Past the 60 mark

Today I took up Cessna N6346D for 1.8 hours, which puts me at 61.4 hours of total flight time. Flying less than 30 average hours per year over the last 2.5 years is nothing to be proud of. Most casual pilots average 50-100 hours per year. Since leaving California I have only flown five times now, two of those with an instructor. As of today I have 12 days until I must complete my biannual flight review, and I still think I need to do some solo practice a couple more times first. But today was a good start.
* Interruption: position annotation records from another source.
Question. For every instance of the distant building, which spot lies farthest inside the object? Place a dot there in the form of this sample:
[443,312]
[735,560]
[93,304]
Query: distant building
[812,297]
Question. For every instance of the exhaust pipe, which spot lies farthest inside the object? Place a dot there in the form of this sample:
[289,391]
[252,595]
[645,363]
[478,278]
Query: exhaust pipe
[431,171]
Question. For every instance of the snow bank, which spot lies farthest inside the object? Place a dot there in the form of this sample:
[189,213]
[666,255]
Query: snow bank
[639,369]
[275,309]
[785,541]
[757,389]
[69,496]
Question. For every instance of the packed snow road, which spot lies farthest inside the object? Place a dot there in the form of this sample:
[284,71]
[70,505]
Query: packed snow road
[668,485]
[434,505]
In the 1.8 hours I flew I did 9 landings (one was a power-off short approach, which is a practice engine failure landing), and one go-around. The go-around was intended to be a normal landing but I had a bad approach and took the safe way out. I didn't execute it very well, though so it took me some time to get some altitude back. None of the landings were exceptionally hard, and none were exceptionally smooth. In the middle of this pattern work I decided to leave the pattern and do some maneuvers practice to the south. So I headed 12-15 miles south to near Castle Rock, did some steep turns, stalls, slow flight, then returned to the field. Not having good location references or an idea where the field was, getting back in the pattern was a bit of an adventure. From now on before I call up the tower it's best if I identify exactly where I am then give a distance and direction from the airport. Saying I was over "Castle Rock" didn't seem to help them figure out where I was.

The flight had an interesting quirk to it. Last flight has an inoperative airspeed indicator. This one had an inoperative left-seat mic button. It seemed a wire became detached. I plugged my headset into the right-seat jacks and, finding that it worked just fine, I continued with my flight using the co-pilot jacks and microphone button. I was worried that this would cause me some confusion flying from the left seat, but it really wasn't. I had no trouble remembering to reach over to the right yoke ever time I needed to communicate.

After I was all shut down and doing all the postflight stuff, two F-16s did a low-fast approach in formation, split up in the pattern, did another low approach in landing configuration, then left. It was pretty darn cool, especially given I was on the ramp about 100 yards from the runway. It was like a mini-airshow!